VM snapshot and fork. Virtual machines that are snapshotted and cloned carry identical CSPRNG states. If the CSPRNG is not reseeded after fork, cloned VMs produce identical random sequences. This affected Amazon EC2 instances and was addressed by adding VM-fork-aware reseeding to Linux’s random number generator.

Process fork without reseeding. Similar to VM snapshots, a Unix fork() duplicates the process’s CSPRNG state. If both parent and child generate random numbers without reseeding, they produce identical outputs. OpenSSL addressed this by checking the PID on each call and reseeding after fork.

Testing Randomness

How do you verify that a random number generator produces good output?

Statistical test suites. NIST SP 800-22 defines 15 statistical tests (frequency, runs, spectral, entropy, etc.) applied to a sequence of bits. The Dieharder suite provides more aggressive tests. TestU01 (L’Ecuyer and Simard) is the most comprehensive, with over 100 tests in its “Big Crush” battery.

These tests detect statistical bias but cannot detect cryptographic weakness. A generator that passes all statistical tests may still be predictable to an adversary who knows the algorithm. Statistical tests are necessary but not sufficient.

Formal analysis. The security of a CSPRNG should be provably reducible to the hardness of a well-studied problem. CTR_DRBG’s security reduces to AES. HMAC_DRBG’s security reduces to the hash function. Formal analysis provides confidence that the generator is secure assuming its underlying primitive is secure.

Health monitoring. Production systems continuously monitor the output of hardware RNGs for anomalies (stuck bits, bias, correlation). If a health check fails, the system falls back to software entropy sources or enters a fail-safe state.

The Stealth Cloud Perspective

Stealth Cloud’s client-side encryption generates a new AES-256-GCM key and a fresh 96-bit IV for every message. The security of this construction depends entirely on the quality of the randomness provided by the browser’s Web Crypto API. A predictable key is no key at all. A reused IV in GCM mode is a catastrophic failure.

The zero-knowledge architecture amplifies this dependency. Because the server never sees plaintext and cannot verify client-side encryption quality, the client must be solely responsible for generating strong random values. There is no server-side safety net. If the client’s entropy source is compromised, the server has no mechanism to detect the weakness – the ciphertext looks the same regardless of whether the key was generated from 256 bits of entropy or from a predictable seed.
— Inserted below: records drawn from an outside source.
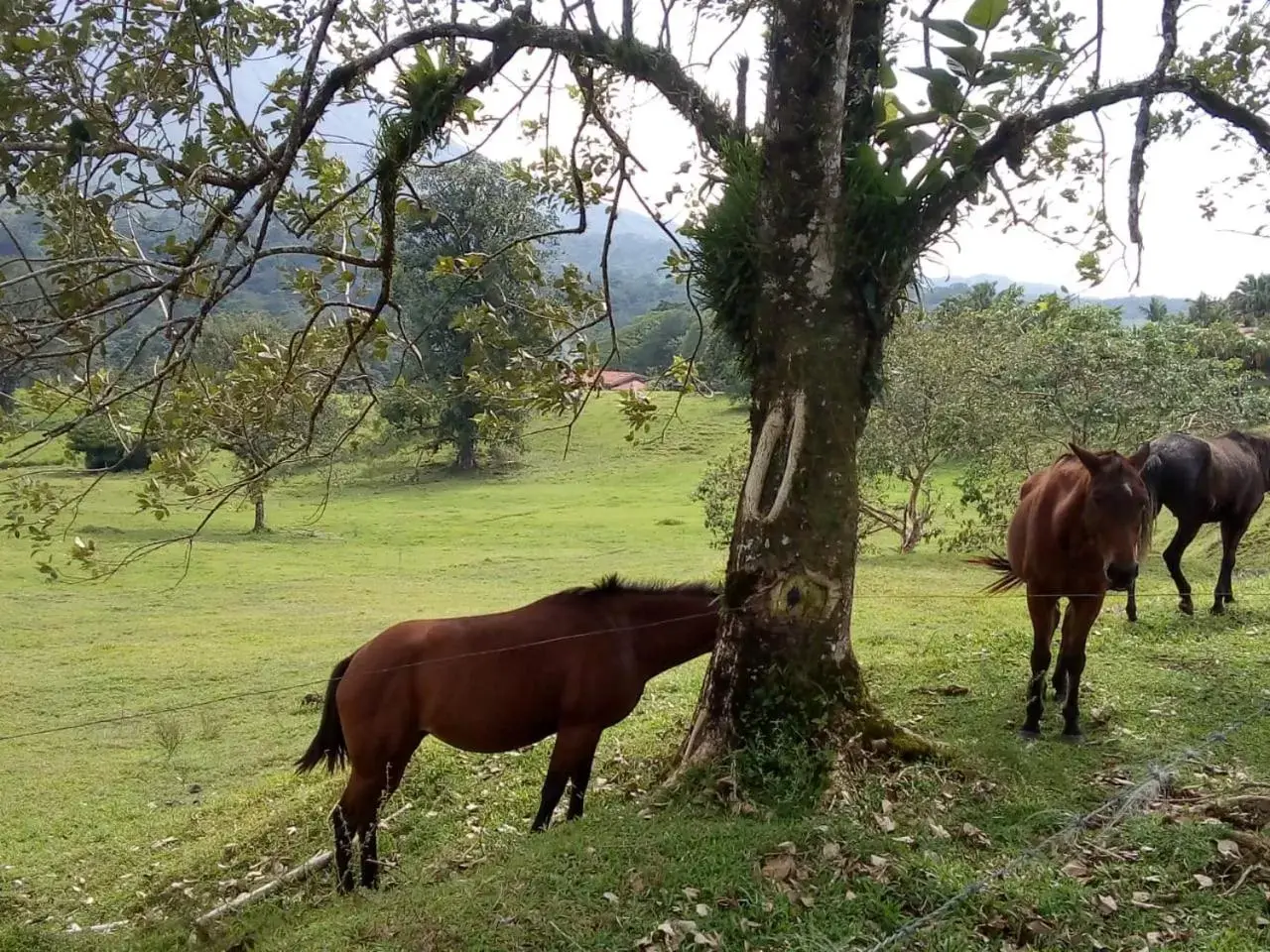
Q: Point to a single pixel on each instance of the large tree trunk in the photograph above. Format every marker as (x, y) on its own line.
(784, 684)
(258, 500)
(8, 385)
(465, 453)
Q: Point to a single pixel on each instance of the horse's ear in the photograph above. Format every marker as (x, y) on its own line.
(1091, 462)
(1139, 458)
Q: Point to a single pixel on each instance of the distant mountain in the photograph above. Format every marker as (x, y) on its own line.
(636, 272)
(1130, 306)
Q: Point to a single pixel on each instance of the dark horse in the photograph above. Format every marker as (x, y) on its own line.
(1080, 530)
(1218, 480)
(570, 664)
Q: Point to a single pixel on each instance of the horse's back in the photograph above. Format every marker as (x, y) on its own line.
(1236, 481)
(1049, 506)
(494, 682)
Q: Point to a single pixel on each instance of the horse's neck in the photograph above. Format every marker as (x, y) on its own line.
(666, 636)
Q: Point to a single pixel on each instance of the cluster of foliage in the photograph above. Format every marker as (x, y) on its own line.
(994, 386)
(105, 448)
(1248, 303)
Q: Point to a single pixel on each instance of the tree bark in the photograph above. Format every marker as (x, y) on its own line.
(784, 685)
(465, 453)
(258, 500)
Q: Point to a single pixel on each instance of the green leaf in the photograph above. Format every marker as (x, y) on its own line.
(964, 56)
(933, 73)
(985, 14)
(953, 30)
(1030, 56)
(945, 95)
(887, 76)
(920, 140)
(997, 72)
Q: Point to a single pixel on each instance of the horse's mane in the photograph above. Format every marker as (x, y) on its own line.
(1100, 453)
(615, 585)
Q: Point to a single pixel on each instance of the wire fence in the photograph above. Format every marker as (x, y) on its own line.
(316, 682)
(1111, 810)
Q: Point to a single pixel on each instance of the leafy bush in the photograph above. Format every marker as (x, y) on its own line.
(719, 490)
(103, 449)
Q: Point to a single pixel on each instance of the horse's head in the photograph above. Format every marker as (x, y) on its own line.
(1116, 511)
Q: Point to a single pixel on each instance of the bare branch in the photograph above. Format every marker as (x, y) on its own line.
(1142, 127)
(1016, 132)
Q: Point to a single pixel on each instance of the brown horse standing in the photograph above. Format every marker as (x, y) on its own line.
(570, 664)
(1080, 530)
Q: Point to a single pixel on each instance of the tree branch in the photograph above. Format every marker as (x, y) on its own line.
(1142, 127)
(657, 67)
(1016, 132)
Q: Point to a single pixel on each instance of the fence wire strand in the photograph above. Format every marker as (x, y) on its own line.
(1157, 780)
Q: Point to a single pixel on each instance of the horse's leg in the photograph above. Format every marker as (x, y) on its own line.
(572, 746)
(1044, 615)
(1232, 534)
(579, 777)
(349, 816)
(1080, 617)
(1185, 535)
(368, 835)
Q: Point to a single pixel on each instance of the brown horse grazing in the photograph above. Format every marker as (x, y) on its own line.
(570, 664)
(1080, 527)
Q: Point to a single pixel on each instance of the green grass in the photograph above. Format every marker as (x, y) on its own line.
(154, 820)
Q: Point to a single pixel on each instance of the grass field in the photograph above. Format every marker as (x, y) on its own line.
(154, 820)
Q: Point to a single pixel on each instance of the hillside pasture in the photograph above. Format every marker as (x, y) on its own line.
(155, 819)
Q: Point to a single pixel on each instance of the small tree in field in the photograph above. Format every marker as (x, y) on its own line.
(252, 394)
(472, 302)
(1250, 301)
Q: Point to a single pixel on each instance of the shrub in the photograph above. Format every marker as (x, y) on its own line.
(103, 449)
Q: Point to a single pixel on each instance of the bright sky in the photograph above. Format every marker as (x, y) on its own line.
(1184, 254)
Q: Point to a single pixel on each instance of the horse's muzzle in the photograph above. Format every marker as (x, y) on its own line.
(1120, 575)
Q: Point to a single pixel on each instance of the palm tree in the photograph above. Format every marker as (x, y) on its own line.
(1206, 309)
(1250, 299)
(1155, 309)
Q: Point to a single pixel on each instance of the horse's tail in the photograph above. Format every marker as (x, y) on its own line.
(998, 563)
(1152, 475)
(327, 744)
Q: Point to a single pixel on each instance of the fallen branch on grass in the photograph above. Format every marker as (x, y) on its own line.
(305, 870)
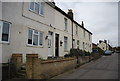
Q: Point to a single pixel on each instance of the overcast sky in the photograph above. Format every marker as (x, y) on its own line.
(101, 18)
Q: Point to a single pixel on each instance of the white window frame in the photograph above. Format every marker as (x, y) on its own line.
(84, 33)
(33, 30)
(40, 8)
(76, 29)
(65, 24)
(65, 49)
(1, 28)
(89, 37)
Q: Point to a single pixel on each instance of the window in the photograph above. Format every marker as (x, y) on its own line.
(89, 37)
(73, 43)
(76, 30)
(35, 37)
(77, 43)
(84, 33)
(65, 22)
(4, 31)
(37, 7)
(65, 43)
(83, 46)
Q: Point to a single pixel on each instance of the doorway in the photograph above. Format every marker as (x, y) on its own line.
(56, 45)
(50, 44)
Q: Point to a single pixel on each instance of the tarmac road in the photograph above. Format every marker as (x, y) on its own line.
(103, 68)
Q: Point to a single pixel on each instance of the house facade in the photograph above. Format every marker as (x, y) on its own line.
(103, 45)
(39, 27)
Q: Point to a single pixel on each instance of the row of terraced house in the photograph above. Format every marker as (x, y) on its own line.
(40, 28)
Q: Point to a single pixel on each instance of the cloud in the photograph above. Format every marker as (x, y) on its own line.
(101, 18)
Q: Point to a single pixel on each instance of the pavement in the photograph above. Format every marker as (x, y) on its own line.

This is why Stealth Cloud’s key management design relies exclusively on the Web Crypto API rather than implementing custom random number generation. The Web Crypto API’s getRandomValues() and generateKey() functions are implemented in native browser code, backed by OS-level entropy sources, and continuously tested by the security teams of every major browser vendor. Custom JavaScript RNG implementations, no matter how carefully designed, cannot match this assurance.

Randomness is the foundation on which every other cryptographic primitive stands. Flawed randomness does not weaken security incrementally. It destroys it categorically. The history of cryptographic failures teaches one lesson above all others: the cipher is rarely the problem. The random number generator is.